Побратимы меча, стр. 5

Не обошлось, однако, без каверзы на прощание — когда ее уводили, она со всей силы наступила мне на ногу, и я очень надеялся, что больше никогда ее не увижу.

Не знал я, что мне делать и куда идти, как вдруг появился некий человек, как полагаю, здешний управляющий. В руке он держал какой-то список.

— Ты кто? — спросил он.

— Торгильс, — ответил я.

Он посмотрел в список и сказал:

— Не вижу здесь твоего имени. Наверное, добавили напоследок. Пока я разберусь, ступай в помощники к Эдгару.

— К Эдгару? — переспросил я.

Но управляющий, слишком занятый, чтобы вдаваться в подробности, отмахнулся от меня, указав куда-то в сторону боковых ворот. Кто бы ни был этот Эдгар, я, судя по всему, должен искать его за палисадом.

Перекинув суму через плечо, я вышел за ворота. В отдалении виднелось низкое деревянное строение и маленький домик. Я направился туда, и когда я подошел ближе, сердце у меня упало. Я услышал лай и шум собак и понял, что подхожу к псарне. Раньше, в Ирландии, у норвежского конунга Сигтрюгга, властителя Дублина, я служил псарем, и весьма неудачно. Мне было поручено заботиться о двух ирландских волкодавах, а они у меня сбежали. Теперь я слышал лай, по крайней мере, дюжины собак, а может, и больше, и чуял их безошибочно узнаваемый едкий запах.

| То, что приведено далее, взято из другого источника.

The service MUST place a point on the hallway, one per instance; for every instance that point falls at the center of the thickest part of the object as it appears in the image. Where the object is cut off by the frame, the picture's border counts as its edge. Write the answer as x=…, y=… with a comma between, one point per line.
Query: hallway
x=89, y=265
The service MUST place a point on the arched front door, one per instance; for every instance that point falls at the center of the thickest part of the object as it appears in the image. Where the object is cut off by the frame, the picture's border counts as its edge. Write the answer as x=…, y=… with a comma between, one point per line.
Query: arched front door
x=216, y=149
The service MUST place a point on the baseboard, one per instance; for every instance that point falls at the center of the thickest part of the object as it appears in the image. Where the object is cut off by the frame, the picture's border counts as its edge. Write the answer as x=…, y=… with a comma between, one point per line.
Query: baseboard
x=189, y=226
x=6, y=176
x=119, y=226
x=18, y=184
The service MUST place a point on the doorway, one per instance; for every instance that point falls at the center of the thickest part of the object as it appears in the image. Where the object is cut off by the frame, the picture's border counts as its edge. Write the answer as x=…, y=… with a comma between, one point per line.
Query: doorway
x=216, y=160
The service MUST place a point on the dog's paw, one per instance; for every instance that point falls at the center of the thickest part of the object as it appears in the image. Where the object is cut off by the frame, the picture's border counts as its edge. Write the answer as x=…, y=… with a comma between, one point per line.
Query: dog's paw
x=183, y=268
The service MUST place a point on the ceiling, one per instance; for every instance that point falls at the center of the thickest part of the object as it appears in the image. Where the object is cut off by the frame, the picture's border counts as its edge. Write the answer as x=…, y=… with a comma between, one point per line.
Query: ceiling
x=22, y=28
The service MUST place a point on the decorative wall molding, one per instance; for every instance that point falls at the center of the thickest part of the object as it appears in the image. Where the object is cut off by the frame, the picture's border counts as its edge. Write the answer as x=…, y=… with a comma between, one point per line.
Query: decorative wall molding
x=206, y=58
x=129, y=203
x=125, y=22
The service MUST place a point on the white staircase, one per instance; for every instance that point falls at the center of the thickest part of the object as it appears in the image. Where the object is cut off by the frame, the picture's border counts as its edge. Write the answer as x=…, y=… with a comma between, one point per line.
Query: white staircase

Начинался дождь, один из тех сильных ливней, какие столь часто случаются в Англии по весне, и я огляделся в поисках укрытия. Не хотелось мне быть покусанным, и, свернув в другую сторону, я бросился к небольшому сараю, стоявшему на опушке леса.

Дверь была не заперта, и я распахнул ее. Внутри было темно, свет проникал только сквозь щели в стенах, сложенных из нетуго сплетенных прутьев. Когда глаза привыкли к полумраку, я увидел, что сарай совершенно пуст, если не считать нескольких крепких столбов, врытых в земляной пол, посыпанный тонким слоем песка. Из каждого столба торчало по нескольку коротких деревянных шестов, покрытых дерюгой либо обвязанных кожей, а на этих шестах сидели птицы самых разных размеров, от малых — чуть больше моей ладони — до крупных — с петуха в курятнике. В сарае стояла полная тишина. Слышен был только отдаленный вой собак и стук дождя по тростниковой крыше. Птицы молчали, только время от времени шелестели крылья и раздавался скрежещущий звук когтей — это птицы переступали на своих насестах. Я осторожно двинулся вперед, чтобы рассмотреть их поближе, а они поворачивали головы и следили за мной. Мне стало ясно, что они следят за мной по звуку, а не глазами, потому что птицы эти были слепы. Или точнее, они не видели меня, ибо головы их закрывали кожаные колпачки. Вдруг я замер на месте, и на меня огромной волной накатила тоска по родине.

Передо мной, в стороне от других, сидела на насесте птица — я сразу же ее узнал. Светло-серые, почти белые, перья в черно-бурых крапинках, как клочок пергамента, на котором писец разбрызгал чернила. Даже в полумраке я узнал его, хотя он сгорбился и вид имел жалкий, — это был кречет.

Кречеты — это принцы среди охотничьих птиц. В Гренландии, будучи ребенком, я видел, как эти великолепные соколы охотятся на верещатниках на белых куропаток, и нашим охотникам, ставившим силки, порою удавалось поймать сокола сетью либо, взобравшись на скалы, достать птенца, ибо соколы — самое ценное из всего, что вывозится из Гренландии. Мы отсылали пять-шесть соколов в год в Исландию, и я слышал, что их перепродают за большую цену богатым землевладельцам в Норвегию или в южные страны. Увидев в самой сердцевине сырой зеленой Англии эту птицу, сидящую взаперти, далеко от родного дома, я почувствовал в ней родственную душу, изгнанника, и от этого зрелища у меня сердце сжалось.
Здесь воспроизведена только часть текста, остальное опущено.